Integrative single-cell and bulk transcriptomic analysis reveals the landscape of T cell mitotic catastrophe associated genes in esophageal squamous cell carcinoma.

Background: Mitotic catastrophe (MC) is a well-recognized endogenous mechanism of tumor cell death, characterized as a delayed cell death process associated with aberrant mitosis. However, its prognostic significance in the context of intratumoral heterogeneity in esophageal squamous cell carcinoma (ESCC) remains largely unexplored.

Methods: We performed an in-depth analysis of single-cell RNA sequencing (scRNA-seq) data from ESCC obtained from the Gene Expression Omnibus (GEO) database. MC scores for individual cells were calculated using the AddModuleScore function, and T cell specific gene modules were identified via the high-dimensional weighted gene co-expression network analysis (hdWGCNA) framework. To further elucidate the developmental trajectories and intercellular interactions of T cells, pseudotime analysis and cell-cell communication inference were conducted. A prognostic risk model was then constructed using three machine learning algorithms combined with multivariate Cox regression analysis. Following risk stratification, we performed immune infiltration profiling, drug sensitivity analysis, and molecular docking to comprehensively assess the functional implications of the risk model in ESCC. Based on preliminary results from quantitative Real-time PCR (qRT-PCR) and Western blotting (WB), we selected the hub gene SLF2 for functional validation using wound healing, Cell Counting Kit-8 (CCK-8) assay, Transwell, and colony formation assays.

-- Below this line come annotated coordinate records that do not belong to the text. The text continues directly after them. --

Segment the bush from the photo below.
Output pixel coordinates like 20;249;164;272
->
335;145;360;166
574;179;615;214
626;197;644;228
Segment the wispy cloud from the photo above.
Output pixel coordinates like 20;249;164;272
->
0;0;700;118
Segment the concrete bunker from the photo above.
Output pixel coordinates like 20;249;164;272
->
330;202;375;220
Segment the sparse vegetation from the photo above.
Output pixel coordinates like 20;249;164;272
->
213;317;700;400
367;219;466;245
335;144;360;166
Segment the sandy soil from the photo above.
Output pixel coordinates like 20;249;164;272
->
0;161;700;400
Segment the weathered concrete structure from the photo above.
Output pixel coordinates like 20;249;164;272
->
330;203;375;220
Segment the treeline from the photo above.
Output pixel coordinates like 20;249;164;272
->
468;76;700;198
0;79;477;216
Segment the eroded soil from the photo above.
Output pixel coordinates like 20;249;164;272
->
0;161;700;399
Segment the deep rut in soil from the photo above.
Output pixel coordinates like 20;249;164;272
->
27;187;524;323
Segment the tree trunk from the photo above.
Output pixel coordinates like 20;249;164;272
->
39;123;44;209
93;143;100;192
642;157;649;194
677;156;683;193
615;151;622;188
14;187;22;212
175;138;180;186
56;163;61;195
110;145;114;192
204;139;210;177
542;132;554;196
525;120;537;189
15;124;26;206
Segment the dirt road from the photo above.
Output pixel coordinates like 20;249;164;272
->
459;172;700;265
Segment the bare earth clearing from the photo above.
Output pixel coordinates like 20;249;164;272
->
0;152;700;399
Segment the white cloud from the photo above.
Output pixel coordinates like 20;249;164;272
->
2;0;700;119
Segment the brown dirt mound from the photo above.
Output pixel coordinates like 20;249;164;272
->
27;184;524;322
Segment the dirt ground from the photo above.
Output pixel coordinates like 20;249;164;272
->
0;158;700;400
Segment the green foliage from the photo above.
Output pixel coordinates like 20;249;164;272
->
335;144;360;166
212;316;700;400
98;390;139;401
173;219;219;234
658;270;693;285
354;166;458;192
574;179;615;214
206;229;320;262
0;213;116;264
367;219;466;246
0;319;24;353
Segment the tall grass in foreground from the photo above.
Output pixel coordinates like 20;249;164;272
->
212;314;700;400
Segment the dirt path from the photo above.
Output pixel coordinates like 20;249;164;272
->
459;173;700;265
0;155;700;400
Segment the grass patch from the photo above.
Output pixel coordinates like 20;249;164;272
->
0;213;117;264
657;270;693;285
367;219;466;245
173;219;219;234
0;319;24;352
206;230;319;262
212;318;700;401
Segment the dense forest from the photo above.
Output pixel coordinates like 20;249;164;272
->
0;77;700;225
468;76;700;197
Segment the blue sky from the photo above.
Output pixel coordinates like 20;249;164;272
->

Results: Based on T cell mitotic catastrophe associated genes (MCAGs) and utilizing machine learning algorithms, we established a robust prognostic risk model for ESCC. The model demonstrated excellent stratification capability in predicting patient outcomes and effectively revealed the heterogeneity of the tumor immune microenvironment (TIME) and drug sensitivity. Furthermore, functional experiments confirmed that knockdown of the hub gene SLF2 significantly inhibited the migration, invasion, and proliferation of ESCC cells.

Conclusion: The prognostic model based on MCAGs we developed serves as an effective tool for predicting outcomes in ESCC.T cell-specific MCAGs drive intratumoral heterogeneity in ESCC, serving as potential prognostic biomarkers and therapeutic targets.